Chapter 2 Complement assays in a second cohort confirms elevation of complement components

The second cohort consists of 41 FSHD subjects and 17 controls. Here, we performed a parallel analysis, as for the first cohort, on 15 tested components including Bb, C2, C4b, C5, C5a, Factor D, MBL, Factor I, C1q, C3, C4, Factor B, Factor H, C4a, sC5b-9.
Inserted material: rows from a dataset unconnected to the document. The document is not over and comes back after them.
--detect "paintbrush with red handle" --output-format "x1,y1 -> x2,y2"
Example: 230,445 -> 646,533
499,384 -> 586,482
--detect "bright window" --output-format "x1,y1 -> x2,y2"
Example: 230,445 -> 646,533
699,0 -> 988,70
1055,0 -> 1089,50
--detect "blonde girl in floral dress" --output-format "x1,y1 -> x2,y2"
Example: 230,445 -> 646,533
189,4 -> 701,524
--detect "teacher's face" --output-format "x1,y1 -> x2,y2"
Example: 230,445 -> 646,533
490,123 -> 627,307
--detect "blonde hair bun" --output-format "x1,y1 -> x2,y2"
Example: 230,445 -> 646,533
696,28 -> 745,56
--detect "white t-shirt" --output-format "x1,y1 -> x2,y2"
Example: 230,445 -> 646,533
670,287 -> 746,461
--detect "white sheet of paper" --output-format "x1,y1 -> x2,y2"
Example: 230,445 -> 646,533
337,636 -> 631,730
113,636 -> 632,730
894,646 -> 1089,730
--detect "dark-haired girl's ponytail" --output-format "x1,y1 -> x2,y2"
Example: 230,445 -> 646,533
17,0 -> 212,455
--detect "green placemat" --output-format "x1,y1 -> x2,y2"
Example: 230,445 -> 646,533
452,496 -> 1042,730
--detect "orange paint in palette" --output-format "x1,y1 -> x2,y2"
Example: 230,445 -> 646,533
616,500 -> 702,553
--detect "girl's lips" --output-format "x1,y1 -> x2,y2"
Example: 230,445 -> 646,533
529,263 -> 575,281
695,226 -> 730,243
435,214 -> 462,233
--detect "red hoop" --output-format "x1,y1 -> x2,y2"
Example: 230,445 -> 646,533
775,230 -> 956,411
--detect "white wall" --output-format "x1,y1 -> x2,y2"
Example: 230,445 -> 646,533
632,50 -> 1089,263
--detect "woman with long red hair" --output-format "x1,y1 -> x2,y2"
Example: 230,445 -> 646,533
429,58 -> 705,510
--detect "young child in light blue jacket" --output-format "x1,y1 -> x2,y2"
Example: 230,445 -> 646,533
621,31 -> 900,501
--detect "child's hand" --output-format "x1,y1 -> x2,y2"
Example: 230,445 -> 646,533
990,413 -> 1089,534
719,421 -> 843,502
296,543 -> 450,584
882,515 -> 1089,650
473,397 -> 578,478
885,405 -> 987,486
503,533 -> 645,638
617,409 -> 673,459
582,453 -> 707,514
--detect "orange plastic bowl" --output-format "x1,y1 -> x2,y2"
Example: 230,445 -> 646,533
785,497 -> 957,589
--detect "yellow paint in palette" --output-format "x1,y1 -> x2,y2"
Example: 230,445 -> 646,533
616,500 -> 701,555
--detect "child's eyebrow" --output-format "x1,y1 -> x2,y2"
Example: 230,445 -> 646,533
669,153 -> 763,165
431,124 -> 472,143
suppressPackageStartupMessages(library(tidyverse))
suppressPackageStartupMessages(library(wesanderson))
suppressPackageStartupMessages(library(ggrepel))
suppressPackageStartupMessages(library(kableExtra))
suppressPackageStartupMessages(library(knitr))
suppressPackageStartupMessages(library(ggfortify))
suppressPackageStartupMessages(library(broom))
suppressPackageStartupMessages(library(pheatmap))
suppressPackageStartupMessages(library(viridis))
suppressPackageStartupMessages(library(pheatmap))
suppressPackageStartupMessages(library(latex2exp))
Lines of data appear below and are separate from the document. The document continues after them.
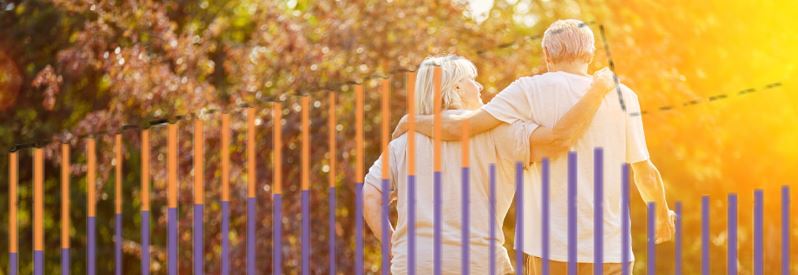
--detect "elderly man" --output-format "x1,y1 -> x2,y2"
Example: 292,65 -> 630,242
397,19 -> 674,274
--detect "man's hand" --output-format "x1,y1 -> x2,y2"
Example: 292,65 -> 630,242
391,115 -> 407,139
654,210 -> 676,244
590,67 -> 615,97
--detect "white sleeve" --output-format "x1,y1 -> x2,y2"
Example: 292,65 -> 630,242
482,79 -> 534,124
624,87 -> 649,163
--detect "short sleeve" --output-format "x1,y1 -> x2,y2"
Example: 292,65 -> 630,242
482,78 -> 534,124
624,87 -> 649,163
494,121 -> 539,166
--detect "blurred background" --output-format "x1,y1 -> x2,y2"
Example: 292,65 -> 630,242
0,0 -> 798,274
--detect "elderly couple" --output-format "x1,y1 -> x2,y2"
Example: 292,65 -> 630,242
364,20 -> 674,274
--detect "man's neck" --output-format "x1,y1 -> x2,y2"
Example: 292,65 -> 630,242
549,62 -> 590,76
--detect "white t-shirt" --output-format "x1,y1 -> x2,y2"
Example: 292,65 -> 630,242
483,72 -> 649,263
364,111 -> 537,274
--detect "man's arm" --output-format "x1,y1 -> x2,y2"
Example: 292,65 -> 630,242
636,160 -> 675,243
529,69 -> 613,162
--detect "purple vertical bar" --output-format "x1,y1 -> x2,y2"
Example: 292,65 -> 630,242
701,196 -> 709,275
540,158 -> 551,275
276,194 -> 283,274
621,163 -> 632,275
114,213 -> 122,275
568,151 -> 577,275
488,163 -> 494,275
432,171 -> 443,275
781,185 -> 790,275
674,201 -> 682,275
515,161 -> 524,275
726,193 -> 737,275
407,175 -> 416,275
646,202 -> 657,275
61,248 -> 69,275
33,250 -> 44,275
300,190 -> 310,275
247,195 -> 258,275
593,148 -> 604,275
192,204 -> 205,275
754,189 -> 765,275
86,216 -> 97,275
166,207 -> 177,275
141,211 -> 150,275
221,201 -> 230,275
460,167 -> 471,275
355,182 -> 363,275
327,187 -> 336,275
8,253 -> 19,275
380,179 -> 391,275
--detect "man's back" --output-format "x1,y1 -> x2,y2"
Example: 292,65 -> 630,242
484,72 -> 648,263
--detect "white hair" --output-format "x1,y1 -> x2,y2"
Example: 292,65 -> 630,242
541,19 -> 596,63
416,55 -> 477,115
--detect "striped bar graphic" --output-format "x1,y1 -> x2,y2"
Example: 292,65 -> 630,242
515,161 -> 524,275
460,123 -> 471,275
621,163 -> 632,275
673,201 -> 683,275
380,79 -> 391,275
540,158 -> 551,275
405,72 -> 416,275
272,103 -> 283,274
568,151 -> 578,275
327,92 -> 338,275
192,118 -> 205,275
8,151 -> 19,275
114,134 -> 124,275
141,129 -> 150,275
701,196 -> 710,275
86,137 -> 97,275
646,202 -> 657,275
754,189 -> 765,275
300,95 -> 310,275
166,122 -> 178,275
355,85 -> 365,275
33,147 -> 44,275
488,163 -> 502,275
432,66 -> 443,275
593,148 -> 604,275
221,113 -> 232,275
726,193 -> 737,275
247,108 -> 258,275
61,143 -> 70,275
781,185 -> 790,275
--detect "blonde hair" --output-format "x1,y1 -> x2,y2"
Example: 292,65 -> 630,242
541,19 -> 596,63
416,55 -> 477,115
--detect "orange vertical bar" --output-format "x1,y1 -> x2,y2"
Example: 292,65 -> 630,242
33,148 -> 44,251
166,123 -> 177,208
86,137 -> 97,217
355,85 -> 365,182
141,129 -> 150,211
114,134 -> 122,214
300,96 -> 310,190
405,72 -> 416,176
247,108 -> 258,198
327,92 -> 337,190
222,114 -> 231,201
194,118 -> 205,204
432,66 -> 443,171
380,79 -> 391,179
272,103 -> 283,194
61,143 -> 70,248
8,152 -> 19,253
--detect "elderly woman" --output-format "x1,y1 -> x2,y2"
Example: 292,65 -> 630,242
363,56 -> 611,274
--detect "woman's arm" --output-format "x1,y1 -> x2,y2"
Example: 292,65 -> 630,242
529,68 -> 613,162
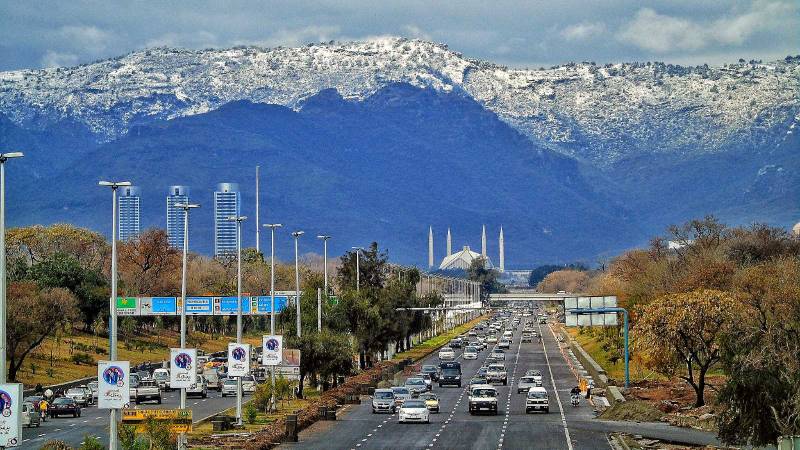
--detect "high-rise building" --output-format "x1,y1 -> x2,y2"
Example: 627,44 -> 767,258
167,186 -> 189,249
118,186 -> 140,241
214,183 -> 242,257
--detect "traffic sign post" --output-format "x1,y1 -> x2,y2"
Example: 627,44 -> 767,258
566,307 -> 631,388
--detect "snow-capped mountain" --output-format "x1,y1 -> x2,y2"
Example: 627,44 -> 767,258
0,38 -> 800,168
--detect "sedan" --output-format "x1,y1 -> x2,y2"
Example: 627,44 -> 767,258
397,399 -> 431,423
47,397 -> 81,418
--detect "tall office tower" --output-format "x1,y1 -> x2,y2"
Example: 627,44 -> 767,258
118,186 -> 140,241
167,186 -> 189,249
214,183 -> 241,257
428,227 -> 433,268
pkg_dir <- "~/CompBio/Wellstone_Plasma_Complement_in_FSHD"
source(file.path(pkg_dir, "scripts", "tools.R"))
fig_dir <- file.path(pkg_dir, "figures")
# cohort2 specific
cohort2 <- get(load(file.path(pkg_dir, "data", "table_2.rda")))
components <- c("Bb", "C2", "C4b", "C5", "C5a", "Factor D", "MBL", "Factor I",
                "C1q", "C3", "C4", "Factor B", "Factor H",
                "C4a", "sC5b-9")
my_color <- viridis_pal(direction = -1)(8)[c(3, 6)] # control and FSHD
names(my_color) <- c("Control", "FSHD")
mean_color <- "#FF0000"

2.1 Demographic distribution

Age distribution of FSHD

cohort2 %>% filter(`pheno type`=="FSHD") %>%
  summarise(min=min(`Visit Age`), max=max(`Visit Age`),
            mean=mean(`Visit Age`), sd=sd(`Visit Age`)) %>%
  knitr::kable(caption="FSHDs age distribution.")

Table 2.1: FSHDs age distribution.
min	max	mean	sd
19.8	72.17	55.19024	12.99595

Age distribution of controls

cohort2 %>% filter(`pheno type`=="Control") %>%
  summarise(min=min(`Visit Age`), max=max(`Visit Age`),
            mean=mean(`Visit Age`), sd=sd(`Visit Age`)) %>%
  knitr::kable(caption="Controls age distribution")

Table 2.2: Controls age distribution
min	max	mean	sd
18	71	45.76471	15.91591

Gender distribution of FSHD

cohort2 %>% filter(`pheno type`=="FSHD") %>%
  summarize(male = sum(`Sex` == "M") / nrow(.),
            female = sum(`Sex` == "F") / nrow(.)) %>%
  knitr::kable(caption="FSHDs gender distribution")

Table 2.3: FSHDs gender distribution
male	female
0.3902439	0.6097561

Gender distribution of Controls

cohort2 %>% filter(`pheno type`=="Control") %>%
  summarize(male = sum(`Sex` == "M") / nrow(.),
            female = sum(`Sex` == "F") / nrow(.)) %>%
  knitr::kable(caption="Controls gender distribution.")

Table 2.4: Controls gender distribution.
male	female
0.3529412	0.6470588

2.2 Statistics testing

In the second cohort, C4b and C3 significantly increased in FHSD, and Bb and C4b are moderately increased. The code chunks below perform
- \(t\)-testing comparing the complement components in FSHD and control groups
- visualization of p-values (Figure \2bar plot; Fig. 3a) and complement levels distribution in each group (violin plot; Fig. 3b)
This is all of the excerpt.